Which leaves one to wonder, after hearing the account of what happened on the night of September 11, 2012, why weren’t our Special Forces teams sent in immediately to rescue the ambassador and the others? By all accounts this would have been a successful mission, and one the president could have capitalized on in the days before his reelection. If he really is all about the “optics” this should have been an easy decision for him. Instead he watched in real time as our people were murdered, knowing all he had to do was give the order to go in and our teams would have taken it from there.
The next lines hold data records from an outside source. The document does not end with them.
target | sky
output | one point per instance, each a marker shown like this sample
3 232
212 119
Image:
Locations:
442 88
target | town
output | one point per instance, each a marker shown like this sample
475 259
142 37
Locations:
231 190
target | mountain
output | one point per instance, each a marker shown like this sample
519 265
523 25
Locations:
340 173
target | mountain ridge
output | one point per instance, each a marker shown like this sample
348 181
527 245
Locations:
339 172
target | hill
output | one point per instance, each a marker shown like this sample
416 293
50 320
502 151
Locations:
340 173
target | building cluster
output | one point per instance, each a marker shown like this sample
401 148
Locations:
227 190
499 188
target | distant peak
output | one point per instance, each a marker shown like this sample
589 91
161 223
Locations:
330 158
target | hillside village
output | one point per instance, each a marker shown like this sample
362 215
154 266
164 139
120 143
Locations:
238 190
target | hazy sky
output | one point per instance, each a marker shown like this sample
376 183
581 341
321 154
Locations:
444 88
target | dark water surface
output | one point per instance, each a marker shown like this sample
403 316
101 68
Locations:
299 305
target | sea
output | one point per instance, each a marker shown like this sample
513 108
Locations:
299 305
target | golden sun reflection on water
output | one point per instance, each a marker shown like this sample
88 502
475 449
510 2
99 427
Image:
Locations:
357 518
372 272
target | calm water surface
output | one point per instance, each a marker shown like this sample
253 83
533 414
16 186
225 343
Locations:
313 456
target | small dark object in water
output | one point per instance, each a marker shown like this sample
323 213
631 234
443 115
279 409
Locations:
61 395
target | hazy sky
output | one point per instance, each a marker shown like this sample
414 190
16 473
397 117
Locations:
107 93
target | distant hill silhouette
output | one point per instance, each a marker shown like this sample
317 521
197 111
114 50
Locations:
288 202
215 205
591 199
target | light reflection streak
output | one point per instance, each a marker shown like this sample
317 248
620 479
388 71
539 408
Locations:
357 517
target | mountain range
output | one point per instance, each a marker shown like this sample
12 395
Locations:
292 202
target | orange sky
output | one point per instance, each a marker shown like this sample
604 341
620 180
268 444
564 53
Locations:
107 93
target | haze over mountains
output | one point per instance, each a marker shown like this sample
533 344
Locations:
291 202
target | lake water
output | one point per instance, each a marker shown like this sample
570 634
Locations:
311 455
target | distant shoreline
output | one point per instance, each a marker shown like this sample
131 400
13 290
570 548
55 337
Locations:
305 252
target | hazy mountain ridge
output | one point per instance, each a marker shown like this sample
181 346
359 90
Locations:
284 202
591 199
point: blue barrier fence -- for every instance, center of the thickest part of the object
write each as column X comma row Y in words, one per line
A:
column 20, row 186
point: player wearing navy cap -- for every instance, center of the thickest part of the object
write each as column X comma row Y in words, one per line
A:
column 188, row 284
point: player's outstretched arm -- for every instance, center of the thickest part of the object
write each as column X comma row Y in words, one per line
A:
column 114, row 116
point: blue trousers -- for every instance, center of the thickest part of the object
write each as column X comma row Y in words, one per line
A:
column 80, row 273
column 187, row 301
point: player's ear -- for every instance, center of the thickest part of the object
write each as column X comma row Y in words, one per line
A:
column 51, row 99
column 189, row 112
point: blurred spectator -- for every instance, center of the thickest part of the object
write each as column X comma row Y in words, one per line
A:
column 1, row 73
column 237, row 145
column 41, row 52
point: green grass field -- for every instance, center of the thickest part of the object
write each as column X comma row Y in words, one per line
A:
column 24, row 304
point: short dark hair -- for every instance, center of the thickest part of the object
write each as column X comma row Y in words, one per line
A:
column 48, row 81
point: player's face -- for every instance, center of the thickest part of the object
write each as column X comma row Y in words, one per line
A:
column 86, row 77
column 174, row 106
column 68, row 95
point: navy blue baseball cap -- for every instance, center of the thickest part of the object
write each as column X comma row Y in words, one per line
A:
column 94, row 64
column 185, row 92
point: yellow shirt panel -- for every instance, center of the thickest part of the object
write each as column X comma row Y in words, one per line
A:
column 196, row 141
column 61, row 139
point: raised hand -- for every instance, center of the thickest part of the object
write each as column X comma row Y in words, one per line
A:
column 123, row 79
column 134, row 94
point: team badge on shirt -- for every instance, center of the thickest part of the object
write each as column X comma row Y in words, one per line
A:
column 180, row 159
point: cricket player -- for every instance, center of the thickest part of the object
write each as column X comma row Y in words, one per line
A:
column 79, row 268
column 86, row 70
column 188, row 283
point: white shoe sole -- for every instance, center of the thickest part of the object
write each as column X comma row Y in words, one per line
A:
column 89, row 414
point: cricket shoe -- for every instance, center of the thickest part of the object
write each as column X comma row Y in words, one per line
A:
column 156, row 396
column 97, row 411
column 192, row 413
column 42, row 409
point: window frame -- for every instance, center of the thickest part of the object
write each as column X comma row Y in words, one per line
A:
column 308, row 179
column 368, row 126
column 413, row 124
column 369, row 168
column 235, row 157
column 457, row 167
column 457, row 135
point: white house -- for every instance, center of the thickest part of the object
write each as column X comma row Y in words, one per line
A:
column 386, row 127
There is more we need to know about what happened that night in Benghazi; not in Benghazi but in Washington, D.C. Both Sean Smith and Ambassador Stevens expressed their concerns about the growing presence of al-Qaeda in the area and requested more protection from the State Department on several occasions. There was a failed assassination attempt on the British ambassador and the Tunisian consulate was stormed by al-Qaeda terrorists in June, 2012. Why were their requests repeatedly denied? There is a reason our people were held back from immediately going in and rescuing Ambassador Stevens and the others on September 11, 2012. We must demand answers from President Obama and former Secretary of State Hillary Clinton.
Below is another great commentary from Bill Whittle of Afterburner titled President Coward. While I agree the actions of our president are the actions of a coward, I believe the actions of the president on the night of September 11, 2012 in Benghazi go beyond cowardice. Clearly something else was going on at the consulate the administration does not want us to discover. We must push our legislators to pursue this until we get the truth.